Sendric wrote:Correct me if I'm wrong, but it seems to me that you are suggesting that by allowing larger coalitions a chance for victory, we would be encouraging the breaking of alliances. I don't really agree with this assessment, and I'm not really clear on why it would really make a difference. You keep citing the last game, so let's use that as an example. If the game played out exactly the same as the last one, but with the ability to have larger coalitions, wouldn't it just have been a slightly larger coalition within that alliance that won instead of the results we got? If we added Congo to that winning coalition, wouldn't it have still won? If your beef is with that 11-nation alliance out-voting everyone else, what's the difference between Cuba-Kenya-Zambia vs Congo-Cuba-Kenya-Zambia? I'm very curious about how you think it would have played out had this rule been in effect. Personally, I don't think it would have made much of a difference.
Here's what I wrote last time regarding various combos, keeping in mind the thresholds I used were calculated assuming you can't vote for coalitions that don't include you (raise them otherwise):
---
The last game's Afr+NA team would have needed 48 votes to get all 7 into a winning coalition, they had 42. If only the E's banded together (Cuba+Afr) they would have had 27, one shy of the 28 needed for a 4-E victory. Adding Mexico would change the target to 31, and they'd have 32 votes. Adding Canada would change the target to 36, and they'd have 37 votes...
---
3 E's would need 26 votes, but the actual winning coalition only had 20 on their own at game end.
I actually do not have a favoured outcome from this point in the game, that's not my point. All 7 want to stick together and take the victory together? Fine, great, they deserve it, make it official (although their opponents will have a little more time to try and fight it). Or maybe a subset wants to grab a smaller (and therefore greater) coalition victory, then maybe the others get upset and do something about it, maybe getting lured by unsatisfied opponents outside the alliance. Exciting, that's good too; it's like reducing the draw size in Diplomacy.

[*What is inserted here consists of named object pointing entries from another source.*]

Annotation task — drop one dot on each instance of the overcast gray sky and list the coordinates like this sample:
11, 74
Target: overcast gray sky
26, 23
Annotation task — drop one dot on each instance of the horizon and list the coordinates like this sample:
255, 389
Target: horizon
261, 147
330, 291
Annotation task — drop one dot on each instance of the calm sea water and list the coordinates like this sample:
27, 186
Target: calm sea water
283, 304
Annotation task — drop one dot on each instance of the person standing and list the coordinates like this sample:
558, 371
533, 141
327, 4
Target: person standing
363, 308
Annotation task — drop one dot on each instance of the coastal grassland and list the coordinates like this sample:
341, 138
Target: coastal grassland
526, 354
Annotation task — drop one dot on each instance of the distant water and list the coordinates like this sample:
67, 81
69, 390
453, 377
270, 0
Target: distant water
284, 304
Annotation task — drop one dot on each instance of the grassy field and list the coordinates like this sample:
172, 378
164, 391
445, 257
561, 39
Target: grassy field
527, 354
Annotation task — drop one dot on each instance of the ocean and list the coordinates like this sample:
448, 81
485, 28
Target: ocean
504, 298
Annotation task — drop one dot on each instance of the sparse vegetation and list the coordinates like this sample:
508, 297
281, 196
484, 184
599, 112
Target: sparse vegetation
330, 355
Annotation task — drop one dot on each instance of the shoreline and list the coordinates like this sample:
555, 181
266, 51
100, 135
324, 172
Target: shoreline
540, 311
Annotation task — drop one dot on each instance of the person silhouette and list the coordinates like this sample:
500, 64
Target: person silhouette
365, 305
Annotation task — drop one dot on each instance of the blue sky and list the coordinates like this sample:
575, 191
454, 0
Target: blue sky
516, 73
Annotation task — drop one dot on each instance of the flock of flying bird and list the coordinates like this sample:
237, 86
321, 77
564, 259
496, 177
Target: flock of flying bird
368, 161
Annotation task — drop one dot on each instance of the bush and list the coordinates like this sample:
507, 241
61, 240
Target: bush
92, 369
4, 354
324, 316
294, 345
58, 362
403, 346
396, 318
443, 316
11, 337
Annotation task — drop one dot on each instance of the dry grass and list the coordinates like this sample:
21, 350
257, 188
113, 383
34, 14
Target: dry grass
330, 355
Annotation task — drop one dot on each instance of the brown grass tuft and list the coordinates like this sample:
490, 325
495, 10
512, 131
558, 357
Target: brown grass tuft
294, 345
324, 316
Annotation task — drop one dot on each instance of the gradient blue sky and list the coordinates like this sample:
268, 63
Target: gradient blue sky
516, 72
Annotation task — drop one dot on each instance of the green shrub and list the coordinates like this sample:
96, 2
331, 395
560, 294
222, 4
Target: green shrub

The important point is that *capping* it at 3 takes all the tension out of it, especially since the vote is likely to be final. Best strategy is to not rock the boat and hope somehow you end up in the winning coalition. Rather than struggling for it, fighting for it, or negotiating a larger coalition and being a part of that.
And by doing that, by adding flexibility, you make being part of the winning coalition so much more meaningful. And so hopefully people will fight more over it, rather than just hoping for the best at election time.
A 7 player alliance, with 4 helpers, anointing 3 winners? That's less satisfactory. The line between winner and loser is clearly blurred. But maybe you want that. I feel it makes the game less competitive, and therefore less interesting than it could be.
Regarding different versions of the game, I did see the previous game's results and factored it into my thinking as best I could; I know it had a weird pirate faction that was controversial. I don't have results from any other instances, so if you can point me to those or email me the details that could be interesting!
There is an additional factor that slows end-game fighting though, the emptying out of the board from nukes which tends to lock up the game. That's why I included making nuke SC damage temporary in my last proposal.